“Apagão docente”: Estudo aponta para déficit de 10 mil professores até 2040

Baixos salários e trabalho precarizado estão entre as causas da redução de educadores na rede estadual de ensino

Por
· 5 min de leitura
Pesquisa já demonstram que faltam professores para atendimentos na rede estadual   Foto: Arquivo/ONPesquisa já demonstram que faltam professores para atendimentos na rede estadual   Foto: Arquivo/ON
Pesquisa já demonstram que faltam professores para atendimentos na rede estadual Foto: Arquivo/ON
Você prefere ouvir essa matéria?
A- A+

Uma situação que vem há muito tempo sendo alertada por profissionais e pesquisadores, que denunciavam a precarização do ensino com a desvalorização da carreira docente. Situação que ficou clara pelos dados coletados pelo observatório Sesi da Educação que estima que o Rio Grande do Sul poderá ter um déficit de 10 mil professores na Educação Básica em 2040.

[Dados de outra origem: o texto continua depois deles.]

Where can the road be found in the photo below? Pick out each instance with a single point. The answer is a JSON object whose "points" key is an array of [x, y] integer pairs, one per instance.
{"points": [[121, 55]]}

Os dados são do trabalho “Apagão de Professores(as): uma análise dos impactos da oferta de docentes no RS”, publicado em outubro de 2023. O documento diz que considerando que a média de alunos por professor na educação básica no estado é de 20 alunos, e levando em conta o decréscimo projetado na população em idade escolar (de 4 a 18 anos) nos próximos 17 anos, estima-se que em 2040 o Rio Grande do Sul terá 83.783 docentes em atividade. “No entanto, será necessário um total de 94.137 professores para atender à demanda de alunos, resultando em um déficit de aproximadamente 10 mil professores na educação básica”. As estimativas são do Observatório SESI da Educação.

De acordo com a professora e pesquisadora da Universidade de Passo Fundo (UPF), Rosimar Serena Siqueira Esquinsani, que acompanha a situação dos docentes há muitos anos pelas pesquisas, a situação já está complicada. “Faz alguns anos que faço pesquisa mostrando a quantidade de professores que têm se aposentado em relação aos profissionais que ingressam. Fazendo a comparação desses números, nós já estamos vivendo esse apagão docente. Para você ter uma ideia, a cada 8 professores que se aposentam, tem 1 professor iniciando a carreira. Então a matemática está mostrando concretamente que já estão faltando e vão faltar ainda mais professores em um curto espaço de tempo”, destaca.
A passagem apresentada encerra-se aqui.